Esse fator pode iniciar uma cascata de fenômenos que resultam na inibição da formação da chamada convecção profunda (nuvens de chuva muito altas e carregadas de vapor d’água), com efeito contrário: a estiagem.
As simulações foram feitas no supercomputador do Centro de Previsão de Tempo e Estudos Climáticos (CPTEC) do Inpe, em Cachoeira Paulista, SP. Nos dois cenários projetados, a redução das chuvas seria causada por uma queda de aproximadamente 20% na transpiração das folhas. As razões para essa diminuição, porém, são diferentes em cada uma das situações.
Como as folhas das árvores possuem em sua superfície aberturas microscópicas, chamadas de estômatos, que captam o CO2 para a fotossíntese, esse processo fica prejudicado com o excesso de gás carbônico.
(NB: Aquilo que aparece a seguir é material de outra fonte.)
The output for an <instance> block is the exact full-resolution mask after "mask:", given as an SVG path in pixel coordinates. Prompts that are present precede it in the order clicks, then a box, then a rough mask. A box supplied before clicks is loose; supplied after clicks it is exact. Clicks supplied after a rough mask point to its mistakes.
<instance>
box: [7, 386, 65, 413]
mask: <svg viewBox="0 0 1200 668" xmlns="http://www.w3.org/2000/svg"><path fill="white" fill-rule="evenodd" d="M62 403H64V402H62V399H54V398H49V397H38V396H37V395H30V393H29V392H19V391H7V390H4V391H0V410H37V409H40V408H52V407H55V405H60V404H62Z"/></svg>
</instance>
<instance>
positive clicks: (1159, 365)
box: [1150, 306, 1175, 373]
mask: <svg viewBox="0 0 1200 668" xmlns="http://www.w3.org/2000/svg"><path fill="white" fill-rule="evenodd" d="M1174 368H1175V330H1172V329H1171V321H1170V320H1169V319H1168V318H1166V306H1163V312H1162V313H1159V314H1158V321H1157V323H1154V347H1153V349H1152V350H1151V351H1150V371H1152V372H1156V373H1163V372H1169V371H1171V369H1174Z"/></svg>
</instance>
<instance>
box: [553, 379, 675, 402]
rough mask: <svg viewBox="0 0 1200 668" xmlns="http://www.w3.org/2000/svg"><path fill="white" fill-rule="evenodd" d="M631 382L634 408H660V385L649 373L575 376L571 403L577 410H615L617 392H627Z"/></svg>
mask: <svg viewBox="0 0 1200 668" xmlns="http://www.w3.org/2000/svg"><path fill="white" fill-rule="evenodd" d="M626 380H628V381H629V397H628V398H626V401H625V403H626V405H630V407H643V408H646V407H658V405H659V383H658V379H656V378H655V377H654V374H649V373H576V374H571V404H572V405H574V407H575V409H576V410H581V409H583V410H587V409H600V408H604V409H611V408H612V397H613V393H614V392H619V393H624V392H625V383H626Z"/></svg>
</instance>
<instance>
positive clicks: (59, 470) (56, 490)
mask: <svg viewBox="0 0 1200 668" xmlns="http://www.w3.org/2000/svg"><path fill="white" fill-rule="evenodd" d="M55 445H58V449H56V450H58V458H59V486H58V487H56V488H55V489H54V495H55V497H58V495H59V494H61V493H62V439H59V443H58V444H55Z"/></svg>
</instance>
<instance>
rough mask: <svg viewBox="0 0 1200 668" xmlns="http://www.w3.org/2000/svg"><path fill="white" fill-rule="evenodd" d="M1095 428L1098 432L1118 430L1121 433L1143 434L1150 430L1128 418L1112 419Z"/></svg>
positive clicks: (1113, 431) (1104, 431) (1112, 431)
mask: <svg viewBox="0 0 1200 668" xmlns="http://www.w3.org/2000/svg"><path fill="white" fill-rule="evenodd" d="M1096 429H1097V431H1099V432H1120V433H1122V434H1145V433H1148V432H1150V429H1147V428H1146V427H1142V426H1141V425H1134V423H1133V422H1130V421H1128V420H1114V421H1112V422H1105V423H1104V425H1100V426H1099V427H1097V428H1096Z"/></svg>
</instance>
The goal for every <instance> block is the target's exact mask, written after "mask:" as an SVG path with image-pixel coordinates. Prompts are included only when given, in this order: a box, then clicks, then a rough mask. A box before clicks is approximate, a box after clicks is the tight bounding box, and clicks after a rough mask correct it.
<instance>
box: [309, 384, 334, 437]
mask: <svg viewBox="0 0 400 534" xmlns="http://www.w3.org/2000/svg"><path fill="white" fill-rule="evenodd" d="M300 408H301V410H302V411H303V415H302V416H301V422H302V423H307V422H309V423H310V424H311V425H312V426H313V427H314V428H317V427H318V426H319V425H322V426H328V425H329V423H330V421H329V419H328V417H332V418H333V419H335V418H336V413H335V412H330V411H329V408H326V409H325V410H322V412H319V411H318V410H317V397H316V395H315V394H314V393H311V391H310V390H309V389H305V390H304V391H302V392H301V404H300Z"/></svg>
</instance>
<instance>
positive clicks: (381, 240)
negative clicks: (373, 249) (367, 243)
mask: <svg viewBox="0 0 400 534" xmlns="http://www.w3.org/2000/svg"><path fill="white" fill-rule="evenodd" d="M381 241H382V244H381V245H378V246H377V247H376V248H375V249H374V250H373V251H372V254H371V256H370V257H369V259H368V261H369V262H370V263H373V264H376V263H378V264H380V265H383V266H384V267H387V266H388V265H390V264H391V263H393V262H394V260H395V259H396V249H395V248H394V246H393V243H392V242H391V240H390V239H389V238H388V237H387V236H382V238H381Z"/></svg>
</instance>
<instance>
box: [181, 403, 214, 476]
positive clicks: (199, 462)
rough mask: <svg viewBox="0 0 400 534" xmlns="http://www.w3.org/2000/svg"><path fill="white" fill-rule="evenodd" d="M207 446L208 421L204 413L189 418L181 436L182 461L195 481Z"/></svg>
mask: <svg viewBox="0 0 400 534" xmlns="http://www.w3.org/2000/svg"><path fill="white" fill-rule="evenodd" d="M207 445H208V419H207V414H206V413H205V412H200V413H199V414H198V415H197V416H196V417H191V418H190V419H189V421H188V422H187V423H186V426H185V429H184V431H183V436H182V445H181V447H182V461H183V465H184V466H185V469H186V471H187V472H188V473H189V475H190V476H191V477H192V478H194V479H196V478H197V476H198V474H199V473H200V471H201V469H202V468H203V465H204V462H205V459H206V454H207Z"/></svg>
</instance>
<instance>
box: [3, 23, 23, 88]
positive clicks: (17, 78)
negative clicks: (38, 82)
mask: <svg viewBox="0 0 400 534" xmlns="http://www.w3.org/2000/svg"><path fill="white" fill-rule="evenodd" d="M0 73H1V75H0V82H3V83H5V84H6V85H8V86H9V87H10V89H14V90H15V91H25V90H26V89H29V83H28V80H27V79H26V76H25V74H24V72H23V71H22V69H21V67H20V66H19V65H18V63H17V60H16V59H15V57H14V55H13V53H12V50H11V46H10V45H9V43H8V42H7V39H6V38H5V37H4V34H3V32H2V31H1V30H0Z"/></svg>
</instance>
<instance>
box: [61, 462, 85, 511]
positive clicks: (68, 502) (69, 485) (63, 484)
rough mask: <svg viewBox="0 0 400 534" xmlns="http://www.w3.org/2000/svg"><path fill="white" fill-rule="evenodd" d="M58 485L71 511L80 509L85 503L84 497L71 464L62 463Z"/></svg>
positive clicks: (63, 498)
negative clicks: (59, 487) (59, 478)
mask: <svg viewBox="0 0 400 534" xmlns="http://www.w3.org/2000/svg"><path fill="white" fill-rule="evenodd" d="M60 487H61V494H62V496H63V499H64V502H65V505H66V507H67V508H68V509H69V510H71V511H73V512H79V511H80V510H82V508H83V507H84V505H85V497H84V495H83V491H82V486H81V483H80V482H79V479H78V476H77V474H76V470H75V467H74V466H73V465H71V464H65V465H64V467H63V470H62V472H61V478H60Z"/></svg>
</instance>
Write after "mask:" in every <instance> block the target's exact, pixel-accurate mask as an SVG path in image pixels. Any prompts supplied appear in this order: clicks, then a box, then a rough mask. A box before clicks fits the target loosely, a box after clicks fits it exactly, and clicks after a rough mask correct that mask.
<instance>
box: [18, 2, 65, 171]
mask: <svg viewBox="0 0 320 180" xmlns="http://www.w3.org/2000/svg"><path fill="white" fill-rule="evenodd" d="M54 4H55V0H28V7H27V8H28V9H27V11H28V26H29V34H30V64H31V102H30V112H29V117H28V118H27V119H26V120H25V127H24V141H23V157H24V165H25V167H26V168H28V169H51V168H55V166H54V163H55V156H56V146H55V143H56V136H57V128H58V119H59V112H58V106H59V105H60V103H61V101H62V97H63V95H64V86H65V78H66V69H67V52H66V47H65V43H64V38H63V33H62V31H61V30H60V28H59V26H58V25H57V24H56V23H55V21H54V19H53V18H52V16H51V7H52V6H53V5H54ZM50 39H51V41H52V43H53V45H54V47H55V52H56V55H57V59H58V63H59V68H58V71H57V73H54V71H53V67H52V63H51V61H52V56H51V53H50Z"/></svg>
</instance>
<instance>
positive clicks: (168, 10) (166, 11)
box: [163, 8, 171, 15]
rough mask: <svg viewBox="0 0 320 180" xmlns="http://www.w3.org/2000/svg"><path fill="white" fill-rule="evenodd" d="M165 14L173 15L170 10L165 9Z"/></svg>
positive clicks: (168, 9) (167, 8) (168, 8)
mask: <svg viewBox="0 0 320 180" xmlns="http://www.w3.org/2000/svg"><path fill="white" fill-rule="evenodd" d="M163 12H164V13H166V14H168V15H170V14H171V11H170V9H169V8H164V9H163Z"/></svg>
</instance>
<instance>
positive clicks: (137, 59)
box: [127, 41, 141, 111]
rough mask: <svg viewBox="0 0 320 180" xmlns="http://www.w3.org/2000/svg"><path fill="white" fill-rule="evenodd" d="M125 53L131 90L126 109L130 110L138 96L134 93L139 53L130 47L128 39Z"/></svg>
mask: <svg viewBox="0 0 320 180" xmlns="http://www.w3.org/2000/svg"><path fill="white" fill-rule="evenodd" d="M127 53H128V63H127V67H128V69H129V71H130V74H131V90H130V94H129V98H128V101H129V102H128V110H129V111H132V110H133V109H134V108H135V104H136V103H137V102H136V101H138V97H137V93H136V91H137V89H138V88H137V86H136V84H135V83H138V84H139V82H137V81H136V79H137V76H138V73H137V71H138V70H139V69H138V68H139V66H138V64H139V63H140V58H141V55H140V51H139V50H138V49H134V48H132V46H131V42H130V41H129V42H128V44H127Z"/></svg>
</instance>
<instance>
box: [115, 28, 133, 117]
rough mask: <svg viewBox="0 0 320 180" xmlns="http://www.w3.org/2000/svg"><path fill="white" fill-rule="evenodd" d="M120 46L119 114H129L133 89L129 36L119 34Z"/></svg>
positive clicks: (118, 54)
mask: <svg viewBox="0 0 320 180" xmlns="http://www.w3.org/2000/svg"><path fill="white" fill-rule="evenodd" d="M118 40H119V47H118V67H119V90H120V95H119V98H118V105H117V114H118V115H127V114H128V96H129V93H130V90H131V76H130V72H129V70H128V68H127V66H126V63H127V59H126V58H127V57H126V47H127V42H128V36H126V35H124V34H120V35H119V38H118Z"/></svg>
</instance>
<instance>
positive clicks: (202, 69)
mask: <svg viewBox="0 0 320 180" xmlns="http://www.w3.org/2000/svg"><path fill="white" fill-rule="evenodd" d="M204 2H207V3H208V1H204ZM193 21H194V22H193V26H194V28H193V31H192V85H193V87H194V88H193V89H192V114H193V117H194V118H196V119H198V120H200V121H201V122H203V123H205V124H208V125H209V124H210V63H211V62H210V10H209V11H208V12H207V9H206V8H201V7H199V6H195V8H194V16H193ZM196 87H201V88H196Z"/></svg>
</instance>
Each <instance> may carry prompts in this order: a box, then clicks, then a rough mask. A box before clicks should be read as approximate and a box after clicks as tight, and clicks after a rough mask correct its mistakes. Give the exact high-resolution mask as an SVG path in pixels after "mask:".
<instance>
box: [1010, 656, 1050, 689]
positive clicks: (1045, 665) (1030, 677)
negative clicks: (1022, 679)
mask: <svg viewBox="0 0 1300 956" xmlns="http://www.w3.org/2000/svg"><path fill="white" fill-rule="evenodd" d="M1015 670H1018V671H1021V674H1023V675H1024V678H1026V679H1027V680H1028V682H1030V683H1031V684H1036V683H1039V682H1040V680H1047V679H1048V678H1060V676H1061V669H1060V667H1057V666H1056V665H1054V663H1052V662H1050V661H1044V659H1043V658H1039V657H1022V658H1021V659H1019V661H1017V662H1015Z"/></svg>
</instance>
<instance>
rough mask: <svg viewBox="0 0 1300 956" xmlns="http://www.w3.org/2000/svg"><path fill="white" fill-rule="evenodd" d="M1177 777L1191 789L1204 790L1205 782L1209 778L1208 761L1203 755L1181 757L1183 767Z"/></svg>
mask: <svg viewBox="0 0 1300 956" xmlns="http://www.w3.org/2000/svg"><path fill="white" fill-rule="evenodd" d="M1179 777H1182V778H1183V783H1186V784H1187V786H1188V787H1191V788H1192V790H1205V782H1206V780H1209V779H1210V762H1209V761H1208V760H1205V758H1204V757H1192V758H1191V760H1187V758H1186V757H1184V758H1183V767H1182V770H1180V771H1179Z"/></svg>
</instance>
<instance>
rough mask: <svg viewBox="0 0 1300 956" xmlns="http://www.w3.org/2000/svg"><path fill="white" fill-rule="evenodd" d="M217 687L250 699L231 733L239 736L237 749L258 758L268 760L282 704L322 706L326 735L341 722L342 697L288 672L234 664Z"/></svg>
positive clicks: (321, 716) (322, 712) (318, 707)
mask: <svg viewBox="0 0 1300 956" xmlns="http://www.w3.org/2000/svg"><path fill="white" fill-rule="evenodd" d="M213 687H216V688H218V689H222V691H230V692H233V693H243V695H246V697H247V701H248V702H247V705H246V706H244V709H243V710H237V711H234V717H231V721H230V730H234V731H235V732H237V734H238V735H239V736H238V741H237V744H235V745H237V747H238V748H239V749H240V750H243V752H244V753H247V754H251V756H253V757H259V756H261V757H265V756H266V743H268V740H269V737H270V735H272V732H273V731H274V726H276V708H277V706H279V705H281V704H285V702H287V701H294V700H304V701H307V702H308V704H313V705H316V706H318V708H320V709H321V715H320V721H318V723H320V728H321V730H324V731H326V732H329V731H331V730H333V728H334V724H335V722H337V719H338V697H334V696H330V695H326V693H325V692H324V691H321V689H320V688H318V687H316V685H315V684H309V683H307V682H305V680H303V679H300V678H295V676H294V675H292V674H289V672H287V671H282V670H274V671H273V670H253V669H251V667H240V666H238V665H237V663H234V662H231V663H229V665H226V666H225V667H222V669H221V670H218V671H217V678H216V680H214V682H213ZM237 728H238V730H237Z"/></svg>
É como se, com o excesso de alimento, a planta ficasse em um desequilíbrio que, ao invés de ajudar, só atrapalha. Os estômatos se abrem e captam a quantidade necessária do gás, ao mesmo tempo em que emitem vapor d’água. No cenário com mais dióxido de carbono no ar, as folhas ficam menos tempo com os estômatos abertos. Com isso, emitem menos vapor e diminuem a formação de nuvens e, portanto, de chuvas.
“Como o CO2 é um insumo básico da fotossíntese, quando ele aumenta na atmosfera há um impacto na fisiologia das plantas, o que pode ter um efeito cascata sobre a transferência de umidade das árvores para a atmosfera [transpiração], formação de chuvas na região, biomassa da floresta e uma série de outros processos”, explica David Montenegro Lapola, professor do Centro de Pesquisas Meteorológicas e Climáticas Aplicadas à Agricultura (Cepagri) da Unicamp, que liderou o estudo.
Agora, os pesquisadores querem testar outros modelos computacionais para comparar os resultados simulados. Novos experimentos vão ser feitos pelo projeto AmazonFACE (“Free-Air Carbon Dioxide Enrichment”, na sigla em inglês). Instalado ao norte de Manaus, ele vai aumentar a concentração de gás carbônico em pequenas parcelas de floresta, a fim de verificar as reais mudanças fisiológicas e atmosféricas causadas pelo aumento do dióxido de carbono. “O objetivo é tentar projetar possíveis alterações e, se antecipar, ao cenário climático previsto para este século”, explica o pesquisador da Unicamp.
A pesquisa traz ainda o alerta de que, mesmo que o Brasil encontre parceiros em números suficientes para a compra e venda do chamado “mercado de carbono”, a floresta amazônica poderia simplesmente não dar conta de reter o CO2, por causa do impacto em termos de mudanças climáticas, que já começou a chegar. Tema bastante discutido nos últimos dias, o “carbono brasileiro” foi colocado como essencial para a política ambiental pelo presidente Jair Bolsonaro durante o discurso desta quinta-feira (22), na Cúpula de Líderes sobre o Clima, organizada pelo presidente dos Estados Unidos, Joe Biden, a compra e venda do gás – um dos maiores vilões do efeito estufa – mas este assunto desperta debates entre os cientistas.
“Não vai adiantar nada se nós não pararmos a emissão do carbono e o desmatamento, porque não existe atmosfera brasileira, a atmosfera é de todos os países, substâncias que são lançadas em países distantes rapidamente chegam aqui e também impactam as nossas florestas, então, se nós apostarmos em crédito de carbono, mas não tentarmos barrar as mudanças climáticas, não haverá crédito de carbono para vender, porque a floresta vai parar de absorver carbono na atmosfera”, destaca Lapola.